Paul – GOD AWFUL, it looked like poo from the trailer, it was worse.
Super 8 – nostalgic, funny, scary and exciting with wonderful performances by the kids and parents… but the finale doesn’t quite work, the alien is a huge misstep and someone please turn off the lens flare.
Tangled – funny but no guts.
The Muppets – I love nostalgia as much as the next maladjusted adult, but rehashing the same plot the muppets have done at least three times already is jejune (plus, stop ignoring the 90s!), and it badly needed to pick and stick to a POV – Walter or Kermit, not both.
Thor – here’s an idea, don’t kidnap your enemy’s son and pretend he’s yours, don’t raise him to despise his biological race so that when he finds out his real heritage he’ll be overwhelmed by self-loathing, don’t tell him he was born to be a king but can never be the king, don’t fall asleep in the middle of the most important conversation of his life and don’t tell him he’s a failure when he’s dangling over an abyss… (Odin wins this year’s Worst Father Award).
X-Men First Class – wake me when the X-Men get here.
Avengers Assemble – dumb fun.
Brave – plotless, characterless, humourless, derivative, pointless, boring bag of lame.
Horrible Bosses – a waste of an already overused premise, with dislikeable leads.

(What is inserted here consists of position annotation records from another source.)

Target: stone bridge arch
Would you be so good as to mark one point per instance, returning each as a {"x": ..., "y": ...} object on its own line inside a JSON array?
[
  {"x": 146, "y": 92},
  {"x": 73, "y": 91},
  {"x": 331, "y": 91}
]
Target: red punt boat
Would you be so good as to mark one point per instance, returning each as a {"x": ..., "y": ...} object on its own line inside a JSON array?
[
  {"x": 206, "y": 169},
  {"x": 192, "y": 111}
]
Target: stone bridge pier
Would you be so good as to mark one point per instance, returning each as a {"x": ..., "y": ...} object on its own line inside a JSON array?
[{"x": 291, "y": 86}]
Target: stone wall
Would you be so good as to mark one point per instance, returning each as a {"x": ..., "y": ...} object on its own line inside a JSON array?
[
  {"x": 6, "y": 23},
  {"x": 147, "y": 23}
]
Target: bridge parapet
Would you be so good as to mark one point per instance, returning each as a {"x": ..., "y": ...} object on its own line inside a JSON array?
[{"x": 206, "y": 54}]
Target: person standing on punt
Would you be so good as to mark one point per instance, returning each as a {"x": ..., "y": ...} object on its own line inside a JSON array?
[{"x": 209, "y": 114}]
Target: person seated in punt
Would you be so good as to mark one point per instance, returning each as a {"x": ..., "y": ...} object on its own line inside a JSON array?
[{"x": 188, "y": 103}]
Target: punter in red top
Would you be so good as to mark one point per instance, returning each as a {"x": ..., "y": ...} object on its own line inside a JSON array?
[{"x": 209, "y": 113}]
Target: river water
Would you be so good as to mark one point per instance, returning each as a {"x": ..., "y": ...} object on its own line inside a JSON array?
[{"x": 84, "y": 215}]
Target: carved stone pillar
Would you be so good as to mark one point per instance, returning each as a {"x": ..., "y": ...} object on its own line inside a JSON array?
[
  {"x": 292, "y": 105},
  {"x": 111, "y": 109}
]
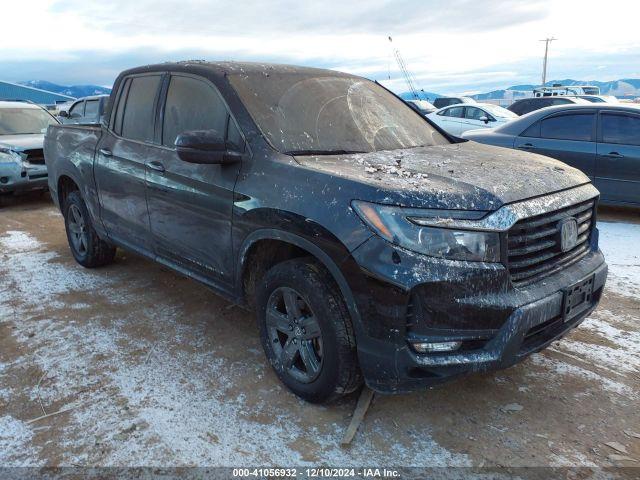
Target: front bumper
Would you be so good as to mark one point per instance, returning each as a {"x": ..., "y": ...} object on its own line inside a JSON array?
[
  {"x": 498, "y": 325},
  {"x": 22, "y": 176}
]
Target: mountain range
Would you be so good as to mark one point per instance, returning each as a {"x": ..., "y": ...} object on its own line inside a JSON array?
[
  {"x": 627, "y": 87},
  {"x": 75, "y": 91}
]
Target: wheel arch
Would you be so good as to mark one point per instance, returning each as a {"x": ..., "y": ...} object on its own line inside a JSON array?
[
  {"x": 299, "y": 246},
  {"x": 65, "y": 184}
]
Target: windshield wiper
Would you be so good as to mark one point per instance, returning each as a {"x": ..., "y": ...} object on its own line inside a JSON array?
[{"x": 322, "y": 152}]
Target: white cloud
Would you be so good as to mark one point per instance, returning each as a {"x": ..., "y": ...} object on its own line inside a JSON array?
[{"x": 456, "y": 43}]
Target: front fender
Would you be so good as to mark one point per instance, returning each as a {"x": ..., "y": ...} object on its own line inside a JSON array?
[{"x": 312, "y": 238}]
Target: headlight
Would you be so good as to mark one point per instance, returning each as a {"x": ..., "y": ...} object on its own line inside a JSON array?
[{"x": 408, "y": 228}]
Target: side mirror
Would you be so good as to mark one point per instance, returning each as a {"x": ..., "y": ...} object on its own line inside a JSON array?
[{"x": 204, "y": 147}]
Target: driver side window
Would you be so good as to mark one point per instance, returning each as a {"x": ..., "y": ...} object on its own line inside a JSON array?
[
  {"x": 77, "y": 110},
  {"x": 193, "y": 104}
]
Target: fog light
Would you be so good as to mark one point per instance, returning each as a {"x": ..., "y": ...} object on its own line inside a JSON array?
[{"x": 429, "y": 347}]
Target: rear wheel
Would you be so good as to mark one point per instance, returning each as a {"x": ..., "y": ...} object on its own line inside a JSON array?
[
  {"x": 87, "y": 248},
  {"x": 306, "y": 331}
]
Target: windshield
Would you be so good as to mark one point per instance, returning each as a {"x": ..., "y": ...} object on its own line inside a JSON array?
[
  {"x": 497, "y": 111},
  {"x": 301, "y": 112},
  {"x": 20, "y": 121}
]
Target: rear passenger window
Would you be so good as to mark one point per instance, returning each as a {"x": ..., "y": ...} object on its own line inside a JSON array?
[
  {"x": 455, "y": 112},
  {"x": 622, "y": 129},
  {"x": 568, "y": 127},
  {"x": 139, "y": 111},
  {"x": 474, "y": 113},
  {"x": 192, "y": 105},
  {"x": 119, "y": 111}
]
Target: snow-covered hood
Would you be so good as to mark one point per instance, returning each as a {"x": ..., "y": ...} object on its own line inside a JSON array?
[
  {"x": 466, "y": 176},
  {"x": 20, "y": 143}
]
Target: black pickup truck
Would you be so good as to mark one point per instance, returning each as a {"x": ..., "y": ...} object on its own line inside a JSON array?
[{"x": 371, "y": 245}]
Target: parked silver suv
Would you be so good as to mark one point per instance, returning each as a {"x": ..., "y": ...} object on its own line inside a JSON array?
[{"x": 22, "y": 128}]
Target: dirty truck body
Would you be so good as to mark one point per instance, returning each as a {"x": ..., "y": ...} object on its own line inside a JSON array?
[{"x": 326, "y": 202}]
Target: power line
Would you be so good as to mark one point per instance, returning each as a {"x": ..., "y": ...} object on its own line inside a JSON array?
[
  {"x": 405, "y": 72},
  {"x": 546, "y": 41}
]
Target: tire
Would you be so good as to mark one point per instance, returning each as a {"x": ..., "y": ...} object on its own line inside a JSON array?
[
  {"x": 306, "y": 331},
  {"x": 86, "y": 247}
]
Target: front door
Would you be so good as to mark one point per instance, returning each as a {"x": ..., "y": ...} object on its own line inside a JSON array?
[
  {"x": 618, "y": 160},
  {"x": 190, "y": 205},
  {"x": 120, "y": 162}
]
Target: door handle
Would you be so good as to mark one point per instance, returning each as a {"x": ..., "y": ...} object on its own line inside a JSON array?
[{"x": 157, "y": 166}]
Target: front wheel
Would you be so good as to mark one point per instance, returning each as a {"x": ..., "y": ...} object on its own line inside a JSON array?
[
  {"x": 306, "y": 331},
  {"x": 87, "y": 248}
]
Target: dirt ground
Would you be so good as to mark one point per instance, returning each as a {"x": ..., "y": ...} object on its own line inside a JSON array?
[{"x": 150, "y": 368}]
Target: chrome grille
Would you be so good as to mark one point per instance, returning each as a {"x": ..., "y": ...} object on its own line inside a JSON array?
[{"x": 534, "y": 250}]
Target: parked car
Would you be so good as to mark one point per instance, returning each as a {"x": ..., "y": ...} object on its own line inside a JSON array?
[
  {"x": 597, "y": 98},
  {"x": 602, "y": 140},
  {"x": 85, "y": 110},
  {"x": 22, "y": 127},
  {"x": 557, "y": 90},
  {"x": 369, "y": 243},
  {"x": 528, "y": 105},
  {"x": 442, "y": 102},
  {"x": 457, "y": 119},
  {"x": 421, "y": 106}
]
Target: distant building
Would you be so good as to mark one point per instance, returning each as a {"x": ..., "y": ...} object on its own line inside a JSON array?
[{"x": 13, "y": 91}]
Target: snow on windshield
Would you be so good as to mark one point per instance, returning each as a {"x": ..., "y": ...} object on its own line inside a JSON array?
[{"x": 300, "y": 112}]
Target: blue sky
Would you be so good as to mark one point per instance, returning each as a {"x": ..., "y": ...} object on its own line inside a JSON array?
[{"x": 453, "y": 46}]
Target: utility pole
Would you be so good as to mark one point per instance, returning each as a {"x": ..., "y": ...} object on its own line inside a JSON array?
[
  {"x": 405, "y": 72},
  {"x": 546, "y": 41}
]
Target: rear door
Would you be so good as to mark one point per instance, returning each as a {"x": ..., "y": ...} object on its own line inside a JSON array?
[
  {"x": 121, "y": 158},
  {"x": 190, "y": 205},
  {"x": 451, "y": 120},
  {"x": 566, "y": 136},
  {"x": 618, "y": 159}
]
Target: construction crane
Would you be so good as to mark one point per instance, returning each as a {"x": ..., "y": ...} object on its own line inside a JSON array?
[{"x": 405, "y": 72}]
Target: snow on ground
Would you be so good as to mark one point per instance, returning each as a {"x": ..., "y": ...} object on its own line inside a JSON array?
[
  {"x": 170, "y": 399},
  {"x": 160, "y": 403},
  {"x": 15, "y": 444},
  {"x": 620, "y": 243}
]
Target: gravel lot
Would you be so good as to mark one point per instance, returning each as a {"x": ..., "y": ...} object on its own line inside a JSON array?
[{"x": 154, "y": 369}]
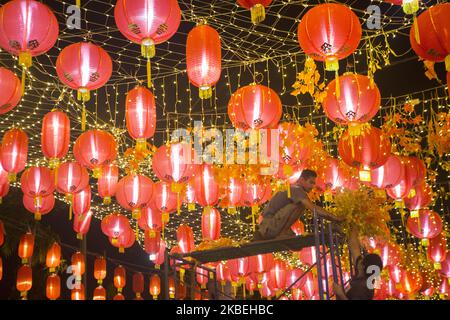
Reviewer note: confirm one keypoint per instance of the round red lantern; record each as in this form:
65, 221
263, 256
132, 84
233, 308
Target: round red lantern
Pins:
211, 224
358, 102
11, 93
203, 58
120, 278
254, 106
427, 225
39, 205
185, 238
53, 258
26, 247
329, 32
95, 148
28, 28
53, 287
257, 9
147, 22
84, 66
100, 269
432, 33
107, 182
14, 152
155, 286
55, 136
24, 280
134, 192
140, 115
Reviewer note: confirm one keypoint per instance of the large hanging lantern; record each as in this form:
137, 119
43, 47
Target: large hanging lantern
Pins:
28, 29
39, 206
140, 115
14, 152
254, 106
427, 225
257, 9
11, 93
134, 192
430, 37
358, 102
203, 58
148, 23
95, 148
84, 66
211, 224
55, 136
329, 32
369, 150
107, 182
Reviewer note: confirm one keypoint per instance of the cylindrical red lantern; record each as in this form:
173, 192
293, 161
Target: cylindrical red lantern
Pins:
11, 93
140, 115
26, 247
134, 192
84, 66
185, 238
14, 152
254, 106
53, 257
211, 224
358, 103
203, 58
257, 8
53, 287
430, 37
55, 136
329, 32
95, 148
107, 182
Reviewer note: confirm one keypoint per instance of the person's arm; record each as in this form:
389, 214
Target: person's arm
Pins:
320, 211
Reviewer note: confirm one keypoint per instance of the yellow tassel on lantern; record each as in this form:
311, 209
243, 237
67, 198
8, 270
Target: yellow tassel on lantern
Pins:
258, 13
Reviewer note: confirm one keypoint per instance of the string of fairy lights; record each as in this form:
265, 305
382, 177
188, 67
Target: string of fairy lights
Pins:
268, 53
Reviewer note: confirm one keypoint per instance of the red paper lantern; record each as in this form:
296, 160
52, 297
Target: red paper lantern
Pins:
211, 224
254, 106
206, 187
432, 33
358, 102
134, 192
26, 247
155, 286
437, 250
39, 205
107, 182
100, 269
120, 278
14, 152
257, 9
140, 115
55, 136
82, 223
185, 238
95, 148
147, 22
53, 287
427, 225
84, 66
37, 182
53, 258
203, 58
329, 32
24, 280
11, 90
27, 29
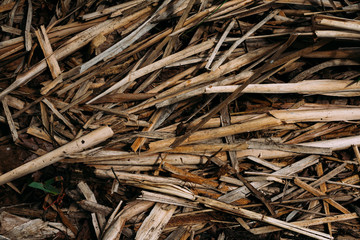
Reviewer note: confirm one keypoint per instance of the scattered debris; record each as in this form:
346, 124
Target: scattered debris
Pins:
179, 119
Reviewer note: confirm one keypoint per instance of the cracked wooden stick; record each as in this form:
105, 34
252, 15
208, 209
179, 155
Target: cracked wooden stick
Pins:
78, 145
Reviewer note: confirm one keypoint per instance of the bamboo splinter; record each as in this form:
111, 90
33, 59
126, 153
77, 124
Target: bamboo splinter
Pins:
78, 145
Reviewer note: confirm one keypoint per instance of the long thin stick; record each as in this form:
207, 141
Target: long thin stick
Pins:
77, 145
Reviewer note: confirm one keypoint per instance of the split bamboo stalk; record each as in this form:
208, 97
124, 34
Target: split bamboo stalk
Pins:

Ice Age 4: Continental Drift – not as bad as the third film, but forgettable.
Mirror Mirror – quite funny but seriously lacks focus and depth and Snow herself is devoid of personality; still I do desperately love
Skyfall – it’s ludicrously stupid, clichéd and anti-climatic as well as demeaning to women with a chillingly callous attitude towards life and utterly detestable characters (but I did like Mallory and Q).
The Dark Knight Rises – catwoman really irritated me, Bane was hilarious, I don’t understand why Lucius didn’t flood the room with the bomb since that was exactly why they built in that failsafe and it was painfully obvious who the ‘real’ bad guy was so I was baffled why Batman didn’t work it out.
The Pirates! In An Adventure With Scientists! – lovely fun, Hugh Grant is a wonderfully funny voice actor.
The Woman In Black – BOO!
Iron Man Three – the structure of the plot is completely all over the place and the villains get dull, but it was so funny, so unexpectedly funny in so many places where most wouldn’t bother, that I’m willing to forgive anything.